El futuro de Atención Primaria en España enfrenta una crisis estructural. Más de 200 médicos internos residentes (MIR) y 30 enfermeros especializados en Atención Primaria (EIR) finalizan su formación en la Comunitat Valenciana con una clara intención: abandonar el sistema público. No buscan solo mejores salarios, sino reconocimiento profesional, autonomía clínica y condiciones laborales sostenibles. Su salida no es una decisión individual, sino un síntoma de fallos sistémicos.
¿Por qué los nuevos especialistas rechazan la Atención Primaria pública?
La deserción no responde a falta de vocación. Gloria, MIR de Medicina Familiar y Comunitaria, lo resume con crudeza: «El futuro de Atención Primaria es muy negro». Su plan no incluye una plaza en la sanidad valenciana, sino una experiencia internacional. Busca sentirse «valorada», «bien tratada» y cobrar un sueldo decente sin jornadas extenuantes.
Este sentimiento es compartido por una generación que ha vivido la sobrecarga asistencial, la burocracia creciente y la falta de recursos en centros de salud. La rotación de personal supera el 18% anual en zonas rurales y de difícil cobertura, según datos del SNS 2025.
La brecha entre formación y práctica real
Durante la residencia, los profesionales aprenden que «ser médico es, generalmente, muy duro». Pero el desgaste no proviene solo de la carga clínica. Viene de la falta de tiempo para la formación continua, de la escasa participación en decisiones asistenciales y de la ausencia de planes de carrera claros.
Carlos Hernández, otro MIR graduado, elige quedarse —pero no por idealismo. Lo hace porque el hospital Doctor Peset, de menor tamaño, le ofreció margen de actuación, menos jerarquía intermedia y autonomía diagnóstica. Esa experiencia no es la norma, sino la excepción.
¿Qué está haciendo la Generalitat Valenciana para retener talento?
El conseller de Sanidad, Marciano Gómez, ha reiterado el compromiso institucional: «Queremos retener el talento y que os quedéis en la sanidad valenciana». Pero las palabras requieren mecanismos ejecutables.
Una de las medidas más relevantes es el concurso de méritos para plazas de difícil cobertura. Permite a los MIR acceder a la condición de personal estatutario sin superar un examen. A cambio, deben comprometerse a permanecer tres años en ese puesto. Es una vía rápida, pero no resuelve la raíz: la falta de atractivo intrínseco de la plaza.
El auge silencioso del sector privado
Mientras el sistema público pierde médicos, el sector privado ha triplicado sus plantillas en la Comunitat Valenciana en la última década. No solo ofrece mejores salarios, sino también horarios predecibles, menor carga administrativa y acceso a tecnología actualizada.
Esta fuga de talento tiene un costo económico directo: cada plaza vacante en AP genera una pérdida estimada de 120.000 € anuales en productividad y sobrecarga en urgencias hospitalarias, según el Observatorio de Recursos Humanos del SNS.
¿Qué marco legal regula la inserción laboral de MIR y EIR?
El acceso a la sanidad pública se rige por el Estatuto de los Trabajadores y el Estatuto Marco del Personal Estatutario. Sin embargo, la normativa no contempla mecanismos ágiles para cubrir plazas críticas. El concurso-oposición tradicional sigue siendo el canal principal, pese a su lentitud y baja adaptación a la urgencia del mercado laboral.
La Ley 14/2023 de Garantías y Sostenibilidad del Sistema Nacional de Salud introdujo la figura del contrato de relevo para profesionales en zonas desatendidas, pero su implementación en la Comunitat Valenciana aún es incipiente.
Datos Clave
- Más de 212 MIR y 33 EIR finalizan su formación en la Comunitat Valenciana en 2026.
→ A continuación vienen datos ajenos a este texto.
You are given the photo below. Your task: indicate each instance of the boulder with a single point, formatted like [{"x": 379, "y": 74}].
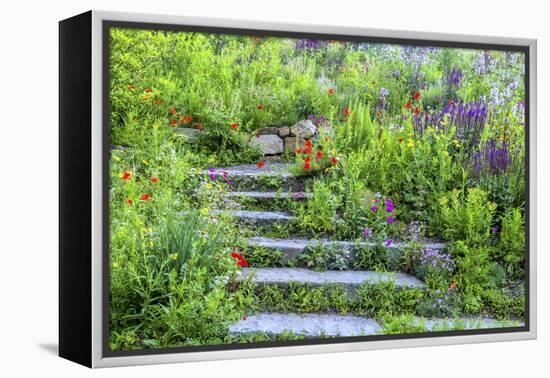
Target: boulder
[
  {"x": 305, "y": 129},
  {"x": 191, "y": 134},
  {"x": 267, "y": 131},
  {"x": 291, "y": 143},
  {"x": 284, "y": 131},
  {"x": 268, "y": 144}
]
- El sector privado ha triplicado su plantilla de médicos en la región desde 2016.
- El concurso de méritos permite acceso estatutario sin examen, con compromiso de 3 años.
- La rotación en Atención Primaria supera el 18% anual en zonas rurales.
- Cada plaza vacante en AP cuesta al sistema 120.000 €/año en sobrecarga y pérdida de eficiencia.
¿Es posible revertir la fuga de talento en Atención Primaria?
Sí, pero exige cambios profundos. No basta con incentivos puntuales. Se requiere una reforma del modelo asistencial: reducir la carga burocrática, integrar la telesalud como herramienta de apoyo (no de sustitución), garantizar tiempo para la formación continua y reconocer la autonomía profesional como eje del diseño organizativo.
La Atención Primaria no es un mero filtro de acceso al sistema. Es el eje de la prevención, la gestión crónica y la cohesión social sanitaria. Su debilidad no es un problema de recursos humanos: es un fallo de priorización política.